On Friday, the Adult Film Industry Working Group convened for what was supposed to be the last time before they release findings in a report to City Council over how to enforce Los Angeles City Ordinance No. 181989, called the "Safer Sex in the Adult Industry Act."
But Los Angeles City Administrative Officer Miguel Santana on Friday said the panel needs more time and will meet sometime next week so that they can release findings to City Council at least by May 23, in accordance with a 120-day rule over when ordinances must be enacted after approved by City Council and the mayor.

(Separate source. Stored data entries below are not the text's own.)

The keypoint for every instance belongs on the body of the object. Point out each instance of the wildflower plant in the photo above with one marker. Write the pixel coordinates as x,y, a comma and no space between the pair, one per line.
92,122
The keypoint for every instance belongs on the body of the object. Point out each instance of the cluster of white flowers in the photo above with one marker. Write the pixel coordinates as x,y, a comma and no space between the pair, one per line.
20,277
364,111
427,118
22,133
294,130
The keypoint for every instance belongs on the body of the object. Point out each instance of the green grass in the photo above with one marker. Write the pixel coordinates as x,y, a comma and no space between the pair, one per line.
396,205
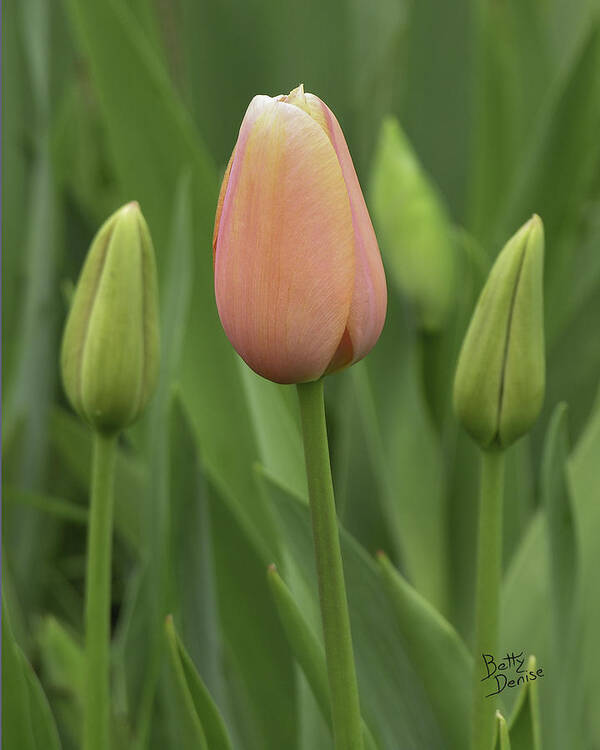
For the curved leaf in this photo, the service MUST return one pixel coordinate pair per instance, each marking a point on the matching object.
(438, 654)
(202, 724)
(307, 648)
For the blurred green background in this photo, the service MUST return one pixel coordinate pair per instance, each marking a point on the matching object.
(142, 99)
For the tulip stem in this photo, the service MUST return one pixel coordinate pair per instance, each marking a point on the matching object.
(345, 707)
(96, 715)
(489, 576)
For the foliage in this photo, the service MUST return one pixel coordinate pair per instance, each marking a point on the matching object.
(121, 100)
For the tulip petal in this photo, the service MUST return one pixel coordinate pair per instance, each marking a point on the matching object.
(369, 300)
(285, 249)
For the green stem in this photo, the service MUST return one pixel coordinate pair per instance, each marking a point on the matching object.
(345, 707)
(96, 715)
(489, 576)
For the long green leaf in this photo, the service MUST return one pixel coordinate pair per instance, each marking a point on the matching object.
(524, 724)
(27, 722)
(394, 702)
(561, 523)
(502, 729)
(438, 654)
(206, 725)
(307, 648)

The porn-condom ordinance was passed by City Council in January while a ballot-initiative effort by the AIDS Healthcare Foundation was in full swing; council members decided for the ordinance after weighing legal and ballot-initiative costs.

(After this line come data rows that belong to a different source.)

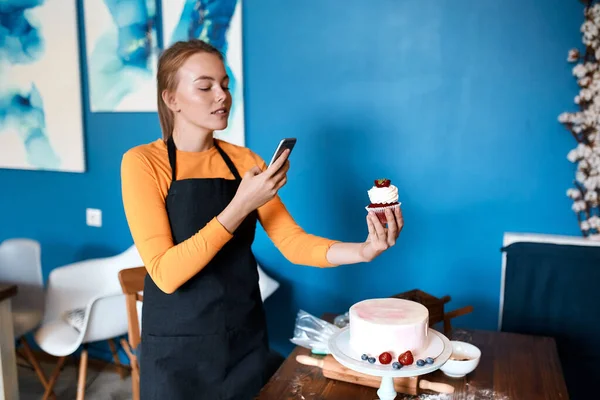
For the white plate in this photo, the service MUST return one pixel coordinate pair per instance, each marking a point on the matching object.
(439, 348)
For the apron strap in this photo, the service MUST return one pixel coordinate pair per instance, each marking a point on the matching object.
(229, 163)
(171, 150)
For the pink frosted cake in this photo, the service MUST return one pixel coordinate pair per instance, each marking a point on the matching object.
(390, 325)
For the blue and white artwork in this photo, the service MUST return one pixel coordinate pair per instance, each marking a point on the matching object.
(41, 124)
(218, 22)
(122, 52)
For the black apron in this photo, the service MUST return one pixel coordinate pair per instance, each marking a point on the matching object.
(208, 339)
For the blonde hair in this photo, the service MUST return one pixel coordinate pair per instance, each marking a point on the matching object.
(166, 77)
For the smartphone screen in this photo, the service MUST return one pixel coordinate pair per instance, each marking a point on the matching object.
(287, 143)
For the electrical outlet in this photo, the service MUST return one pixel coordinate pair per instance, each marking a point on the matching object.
(93, 217)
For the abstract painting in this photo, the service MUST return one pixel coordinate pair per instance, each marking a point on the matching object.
(121, 53)
(41, 124)
(218, 22)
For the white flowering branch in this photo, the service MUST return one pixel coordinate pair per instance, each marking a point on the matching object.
(584, 124)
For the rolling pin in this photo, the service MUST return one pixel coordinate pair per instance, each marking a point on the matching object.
(332, 369)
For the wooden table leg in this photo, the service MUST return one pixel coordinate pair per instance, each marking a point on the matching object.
(30, 357)
(9, 384)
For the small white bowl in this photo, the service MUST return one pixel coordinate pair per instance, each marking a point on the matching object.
(464, 359)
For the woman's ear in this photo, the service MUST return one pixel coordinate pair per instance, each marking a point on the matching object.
(169, 99)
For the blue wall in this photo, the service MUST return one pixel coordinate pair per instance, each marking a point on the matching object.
(455, 101)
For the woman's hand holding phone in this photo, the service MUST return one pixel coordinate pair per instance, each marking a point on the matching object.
(258, 187)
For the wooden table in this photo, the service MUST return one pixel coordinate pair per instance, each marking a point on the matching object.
(512, 367)
(9, 387)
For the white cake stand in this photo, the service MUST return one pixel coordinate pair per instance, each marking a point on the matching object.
(438, 348)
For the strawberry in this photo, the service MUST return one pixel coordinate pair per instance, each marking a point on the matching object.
(406, 358)
(382, 183)
(385, 358)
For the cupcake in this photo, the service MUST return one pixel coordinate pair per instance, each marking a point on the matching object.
(383, 195)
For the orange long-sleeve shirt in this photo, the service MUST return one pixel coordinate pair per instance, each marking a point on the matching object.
(145, 180)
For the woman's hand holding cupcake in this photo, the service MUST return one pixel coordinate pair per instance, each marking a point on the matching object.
(381, 238)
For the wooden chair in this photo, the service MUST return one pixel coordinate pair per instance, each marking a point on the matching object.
(132, 283)
(435, 305)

The "Safer Sex" ordinance currently isn't being enforced in the city, but later this month the ordinance likely will be put in effect, dramatically changing the wheels of porn production in the region.
At Friday's City Hall meeting, the 11 working group members heard public comments less than three minutes each from Immoral Productions' Dan Leal, Free Speech Coalition Executive Director Diane Duke and adult industry attorneys Michael Fattorosi and Allan Gelbard, as well as the AIDS Healthcare Foundation's Mark Roy McGrath.

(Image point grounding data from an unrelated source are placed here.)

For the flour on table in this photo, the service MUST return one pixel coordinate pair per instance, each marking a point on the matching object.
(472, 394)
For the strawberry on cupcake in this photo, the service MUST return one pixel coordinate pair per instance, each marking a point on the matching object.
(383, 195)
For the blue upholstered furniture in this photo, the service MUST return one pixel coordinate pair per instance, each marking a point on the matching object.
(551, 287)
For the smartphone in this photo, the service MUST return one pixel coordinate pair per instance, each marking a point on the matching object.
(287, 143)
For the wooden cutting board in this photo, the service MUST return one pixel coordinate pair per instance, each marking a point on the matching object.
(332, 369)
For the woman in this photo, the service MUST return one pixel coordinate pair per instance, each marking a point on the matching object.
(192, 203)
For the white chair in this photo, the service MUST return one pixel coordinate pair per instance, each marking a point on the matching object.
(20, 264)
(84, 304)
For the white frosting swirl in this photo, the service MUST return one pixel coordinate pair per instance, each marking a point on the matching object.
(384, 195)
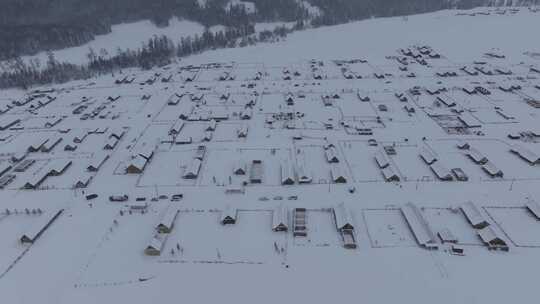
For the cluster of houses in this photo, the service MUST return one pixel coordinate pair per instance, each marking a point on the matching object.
(489, 235)
(140, 159)
(480, 159)
(162, 230)
(55, 167)
(388, 171)
(41, 223)
(193, 169)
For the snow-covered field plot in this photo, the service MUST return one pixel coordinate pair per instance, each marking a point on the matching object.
(172, 113)
(227, 131)
(453, 220)
(518, 224)
(314, 162)
(220, 73)
(151, 135)
(388, 228)
(360, 158)
(168, 168)
(353, 108)
(321, 232)
(409, 165)
(12, 228)
(128, 237)
(221, 165)
(496, 151)
(249, 71)
(203, 238)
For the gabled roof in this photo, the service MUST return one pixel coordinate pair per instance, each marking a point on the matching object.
(342, 217)
(418, 224)
(427, 155)
(526, 154)
(280, 218)
(473, 215)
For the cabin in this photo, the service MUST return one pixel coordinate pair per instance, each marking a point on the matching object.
(469, 122)
(8, 122)
(239, 167)
(303, 176)
(49, 145)
(176, 127)
(35, 181)
(534, 208)
(337, 174)
(287, 173)
(382, 159)
(473, 215)
(300, 222)
(441, 171)
(96, 162)
(342, 217)
(256, 172)
(280, 219)
(331, 155)
(193, 169)
(390, 174)
(211, 126)
(344, 226)
(110, 143)
(463, 145)
(183, 140)
(36, 145)
(419, 226)
(526, 154)
(166, 224)
(427, 156)
(476, 156)
(57, 167)
(4, 167)
(156, 244)
(82, 182)
(24, 165)
(70, 147)
(447, 236)
(200, 153)
(117, 133)
(207, 136)
(40, 225)
(146, 152)
(228, 216)
(242, 132)
(492, 170)
(492, 239)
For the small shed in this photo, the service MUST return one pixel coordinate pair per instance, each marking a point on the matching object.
(473, 215)
(280, 219)
(166, 224)
(228, 216)
(492, 239)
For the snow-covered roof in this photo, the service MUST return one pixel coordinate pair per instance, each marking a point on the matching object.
(418, 224)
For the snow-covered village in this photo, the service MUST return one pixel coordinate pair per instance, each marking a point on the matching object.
(333, 165)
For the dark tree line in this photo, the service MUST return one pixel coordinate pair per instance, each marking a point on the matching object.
(30, 26)
(157, 51)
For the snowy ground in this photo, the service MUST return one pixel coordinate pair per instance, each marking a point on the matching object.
(94, 252)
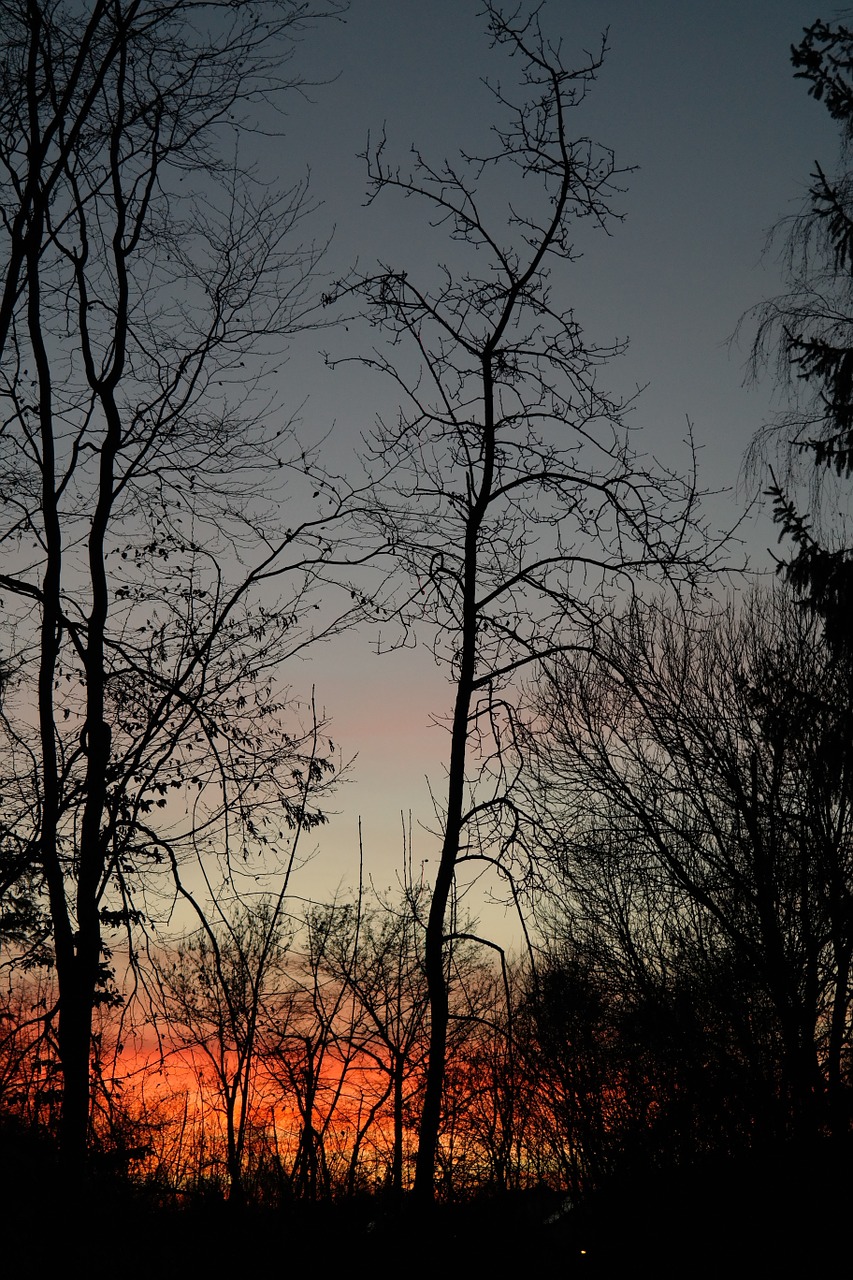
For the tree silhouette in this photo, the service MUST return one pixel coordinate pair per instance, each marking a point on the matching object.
(697, 787)
(507, 488)
(155, 574)
(810, 333)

The meeting lasted one half hour.
Leal, whose company was cited just last night by LAPD's vice squad for filming without a permit, told the panel about the bust, and asked how them how they could reasonably create an ordinance that would regulate sex between couples — "even married couples ... how could you regulate that?" he asked.
Fattorosi told the panel that any such ordinance would be "impossible to regulate."
"It will be an insurmountable task to identify the real producers for an industry that is worldwide," he said.
Duke, meanwhile, said that the ordinance is a "different type of censorship" that is filled with constitutional issues.
Gelbard echoed Duke's take on the ordinance, saying the statute is unconstitutional, that it is content-based regulation of speech and will never survive strict scrutiny, a standard of judicial review for a challenged policy where the court presumes the policy to be invalid unless the government can demonstrate a compelling interest to justify the policy.
The delay in crafting the enforcement leg of the ordinance was openly criticized by McGrath, the only AIDS Healthcare Foundation rep in the audience, which numbered about a dozen. McGrath also complained to the panel about creating a "permissive fees" structure for adult entertainment film permits.